Mohab brought the swarthe light closer. Kali worked a set of clamps between the tube twists.
“Do the two of you have an arrangement? It can’t be in exchange for rations or kind treatment. You’re as broken as the rest of us.” He knelt, directing the beam up into the mess of the gunner’s innards and catching Kali in the eye so that she was forced to squint. “Is it possible you like it? Like him? Is that it, Lieutenant? Do you like the Commandant Superintendent? Was he your plaything even before you came to this camp?”
Kali logged out a small blade and focused on paring the severed ends from two of the tubes, ready for soldering. The Speaker’s son had a mouth on him. It had been easier to work with Groff.
“He was not… is not my plaything,” she said evenly.

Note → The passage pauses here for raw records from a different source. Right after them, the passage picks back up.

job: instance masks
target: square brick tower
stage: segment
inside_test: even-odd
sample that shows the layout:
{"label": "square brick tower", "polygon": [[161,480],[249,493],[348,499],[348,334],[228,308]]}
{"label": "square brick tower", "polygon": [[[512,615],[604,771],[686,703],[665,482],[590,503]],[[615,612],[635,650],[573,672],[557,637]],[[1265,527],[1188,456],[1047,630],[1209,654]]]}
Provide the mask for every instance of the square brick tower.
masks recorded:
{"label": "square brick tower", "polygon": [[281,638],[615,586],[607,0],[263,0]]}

“You certainly aren’t his. It’s not as black and white as that with you.” Mohab dragged a hand back through his hair and sighed. “Look, I don’t give a fuck who you like, Lieutenant. It has no bearing on me or any other Vary. But one thing I do know.” He dipped his head under the mess of tubes. Closing in, he put out a hand and laid it flat against her breast, above the heart. “No matter how hard you work to sweat it out, you’ll never get clean of sin. It bleeds black from the pores. Your only option is to live with it.”
In that moment, Kali despised the Speaker’s son. He was right, of course. She would never work her way free of the stain. But he’d misinterpreted the sex.

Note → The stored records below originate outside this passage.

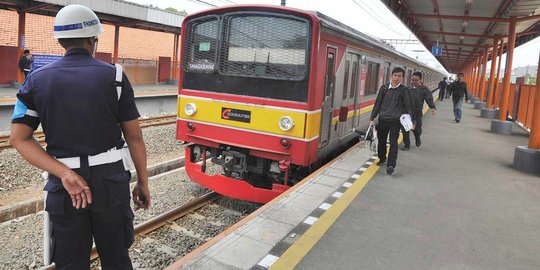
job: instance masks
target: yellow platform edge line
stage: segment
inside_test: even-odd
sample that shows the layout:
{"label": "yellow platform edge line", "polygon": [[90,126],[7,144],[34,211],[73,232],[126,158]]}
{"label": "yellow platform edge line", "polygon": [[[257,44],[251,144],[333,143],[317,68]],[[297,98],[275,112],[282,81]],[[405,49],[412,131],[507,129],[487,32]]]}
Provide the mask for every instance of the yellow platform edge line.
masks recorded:
{"label": "yellow platform edge line", "polygon": [[317,244],[319,239],[347,209],[349,204],[364,189],[366,184],[373,178],[380,166],[373,162],[369,168],[362,173],[354,184],[345,191],[320,218],[296,241],[279,259],[270,267],[270,269],[294,269],[306,254]]}
{"label": "yellow platform edge line", "polygon": [[[437,101],[438,98],[434,98]],[[424,107],[423,114],[428,111],[429,107]],[[399,134],[398,145],[403,141],[403,134]],[[390,147],[387,147],[387,155]],[[345,191],[343,196],[339,198],[330,209],[328,209],[318,220],[311,226],[296,242],[294,242],[279,259],[272,264],[270,270],[294,269],[308,254],[309,251],[319,242],[321,237],[341,216],[343,211],[351,204],[351,202],[362,192],[367,183],[375,176],[375,173],[381,168],[377,166],[378,159],[368,167],[355,181],[354,184]]]}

“I fuck the Commandant to get clean, not because I live among swarms of Vary, but because he is fat with life. There are threads of citrus flesh caught in his teeth from breakfast; I root them out with my tongue. I stick my nose into his armpits; he stinks already where the heat gets to him. But I can still make out the slicks of frangipani grease. The bones of his arse don’t bite at me like the Varys in my bunk.” She brought her face millimetres from Mohab’s and felt his breath on her lips. “His cock is very pale and has a small mole near the shaft. When I suck it, he tastes of brine soap.” Her hand went to his groin. “You would not taste so sweet.”